First, we tested the targeted nanoparticle-based EDTA chelation therapy in a rat model of adenine-induced renal failure. The targeted nanoparticles delivered EDTA at the sites of vascular calcification and reversed mineral deposition without any side effects. Furthermore, we validated the adenine-CKD model in mice to monitor MAC in vivo and explore the phenotypic and functional alterations associated with it.
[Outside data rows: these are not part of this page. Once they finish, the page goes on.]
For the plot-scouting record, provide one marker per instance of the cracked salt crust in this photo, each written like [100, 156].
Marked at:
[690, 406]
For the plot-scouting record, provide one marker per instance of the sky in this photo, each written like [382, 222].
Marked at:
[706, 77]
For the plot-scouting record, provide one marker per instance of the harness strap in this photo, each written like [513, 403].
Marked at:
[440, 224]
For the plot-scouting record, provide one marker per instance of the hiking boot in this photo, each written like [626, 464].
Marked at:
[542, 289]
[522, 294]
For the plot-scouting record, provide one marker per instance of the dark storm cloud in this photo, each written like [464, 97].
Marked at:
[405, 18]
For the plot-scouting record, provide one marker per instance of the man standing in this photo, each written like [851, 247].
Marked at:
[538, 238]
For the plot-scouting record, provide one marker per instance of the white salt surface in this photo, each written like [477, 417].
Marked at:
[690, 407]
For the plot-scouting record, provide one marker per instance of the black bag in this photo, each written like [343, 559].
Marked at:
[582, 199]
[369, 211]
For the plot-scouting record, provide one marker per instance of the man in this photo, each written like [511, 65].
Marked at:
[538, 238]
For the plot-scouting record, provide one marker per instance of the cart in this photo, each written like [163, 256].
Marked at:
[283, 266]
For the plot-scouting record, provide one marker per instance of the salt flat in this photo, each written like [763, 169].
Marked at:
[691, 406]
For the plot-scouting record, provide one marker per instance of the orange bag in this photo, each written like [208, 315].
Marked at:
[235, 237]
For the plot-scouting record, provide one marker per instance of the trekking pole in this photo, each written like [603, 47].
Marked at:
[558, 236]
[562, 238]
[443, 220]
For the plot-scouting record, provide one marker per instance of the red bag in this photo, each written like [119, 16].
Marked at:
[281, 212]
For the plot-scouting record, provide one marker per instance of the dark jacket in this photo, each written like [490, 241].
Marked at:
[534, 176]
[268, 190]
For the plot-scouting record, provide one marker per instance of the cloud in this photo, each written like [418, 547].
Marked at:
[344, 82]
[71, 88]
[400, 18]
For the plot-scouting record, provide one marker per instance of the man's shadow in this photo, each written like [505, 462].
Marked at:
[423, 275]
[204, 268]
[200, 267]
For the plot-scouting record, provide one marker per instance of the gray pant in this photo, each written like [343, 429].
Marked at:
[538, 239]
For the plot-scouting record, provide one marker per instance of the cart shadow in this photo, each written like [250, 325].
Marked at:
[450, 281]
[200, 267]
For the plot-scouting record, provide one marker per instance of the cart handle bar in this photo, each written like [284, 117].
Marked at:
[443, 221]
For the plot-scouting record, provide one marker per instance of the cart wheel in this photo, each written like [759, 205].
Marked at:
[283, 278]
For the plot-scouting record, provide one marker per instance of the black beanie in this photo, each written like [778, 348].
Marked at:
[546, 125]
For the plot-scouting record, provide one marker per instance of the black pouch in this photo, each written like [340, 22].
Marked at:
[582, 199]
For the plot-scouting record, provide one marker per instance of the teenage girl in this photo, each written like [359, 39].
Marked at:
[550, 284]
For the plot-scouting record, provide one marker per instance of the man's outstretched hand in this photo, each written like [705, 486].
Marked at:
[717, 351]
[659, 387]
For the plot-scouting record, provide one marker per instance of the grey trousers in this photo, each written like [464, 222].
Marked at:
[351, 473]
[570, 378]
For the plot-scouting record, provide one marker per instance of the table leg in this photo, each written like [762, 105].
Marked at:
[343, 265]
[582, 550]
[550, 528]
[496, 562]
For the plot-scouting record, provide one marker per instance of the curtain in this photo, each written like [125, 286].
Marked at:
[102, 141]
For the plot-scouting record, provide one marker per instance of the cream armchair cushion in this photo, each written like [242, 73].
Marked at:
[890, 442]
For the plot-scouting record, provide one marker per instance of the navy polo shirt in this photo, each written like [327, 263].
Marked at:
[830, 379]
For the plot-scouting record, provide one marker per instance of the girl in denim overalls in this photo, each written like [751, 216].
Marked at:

We were able to target our nanoparticles to calcified arteries in these mice. The mouse model will help us to test whether our EDTA chelation therapy tangibly improves arterial function by restoring vascular health. Lastly, we investigated the possibility of using an ex vivo organ culture model of VC as a simpler, and relatively easier model to assess if EDTA chelation therapy promotes vessel homeostasis. The work presented here represents another major step forward towards the development of targeted EDTA chelation therapy as an unconventional therapeutic approach to reverse pathological calcifications in CKD patients.